Today is July 4, 2014, the 238th anniversary of the Continental Congress’ adoption of the Declaration of Independence, our break-up letter to our abusive partner Great Britain. No euphemisms here: it couldn’t seriously be said “it’s not you, it’s us”; it was most certainly them. King George, it seems, wasn’t a terribly nice guy.
Dear George: We need to break up. It’s not us, it’s you. Signed, Sam.
After explaining its purpose, the document continues in grand fashion; its second sentence having been called “one of the best-known sentences in the English language”: “We hold these truths to be self-evident, that all men are created equal, that they are endowed by their Creator with certain unalienable rights, that among these are life, liberty and the pursuit of happiness.”
Among the many examples of the “repeated injuries and usurpations” inspiring the break-up is that Great Britain is guilty of “depriving us in many cases, of the benefit of Trial by Jury”.

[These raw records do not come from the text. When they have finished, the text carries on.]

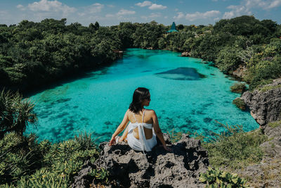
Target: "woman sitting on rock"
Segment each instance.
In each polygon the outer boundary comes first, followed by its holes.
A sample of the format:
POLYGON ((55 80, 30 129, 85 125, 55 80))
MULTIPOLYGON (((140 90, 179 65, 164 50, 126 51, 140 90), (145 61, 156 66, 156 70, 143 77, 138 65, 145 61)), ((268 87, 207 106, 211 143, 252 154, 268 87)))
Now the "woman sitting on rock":
POLYGON ((133 101, 122 122, 112 134, 110 146, 118 142, 126 141, 133 150, 150 151, 157 144, 156 134, 164 149, 171 151, 166 145, 155 112, 143 108, 145 106, 149 106, 150 102, 150 94, 148 89, 138 87, 135 90, 133 101), (119 138, 117 135, 124 130, 129 122, 130 123, 119 138))

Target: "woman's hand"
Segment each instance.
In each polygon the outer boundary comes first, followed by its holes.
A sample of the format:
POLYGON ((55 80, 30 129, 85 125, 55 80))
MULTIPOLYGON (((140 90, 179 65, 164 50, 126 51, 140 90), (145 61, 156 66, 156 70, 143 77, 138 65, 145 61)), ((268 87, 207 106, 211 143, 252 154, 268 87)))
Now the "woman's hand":
POLYGON ((115 137, 112 137, 111 138, 110 141, 110 144, 108 144, 110 146, 111 146, 112 145, 115 145, 116 143, 116 139, 115 137))
POLYGON ((171 148, 168 147, 167 146, 163 146, 164 149, 167 151, 173 151, 173 149, 171 148))

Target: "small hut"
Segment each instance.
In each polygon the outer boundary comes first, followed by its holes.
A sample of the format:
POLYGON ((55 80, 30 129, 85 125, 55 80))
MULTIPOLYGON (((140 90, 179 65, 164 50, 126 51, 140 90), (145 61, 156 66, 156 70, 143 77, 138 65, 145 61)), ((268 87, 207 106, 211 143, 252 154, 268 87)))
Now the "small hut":
POLYGON ((171 30, 167 31, 167 32, 178 32, 177 30, 176 30, 176 23, 173 22, 173 24, 171 25, 171 30))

The right to trial by jury in a civil case – guaranteed by the Seventh Amendment to the U.S. Constitution (part of the Bill of Rights) – is the cornerstone of the American legal system. It also has an equalizing effect, in that it permits individuals to seek redress in a court of law from formidable, well-funded adversaries, ranging from multi-billion dollar corporations to the government itself. Those who advocate for tort “reform” – including the City of New York – often cite large jury awards as support for their cause.
Don’t be fooled. The civil jury is truly the best way of leveling the playing field, and the attempts of those who preach the “benefits” of tort “reform” to chip away at this valuable right should be resisted mightily.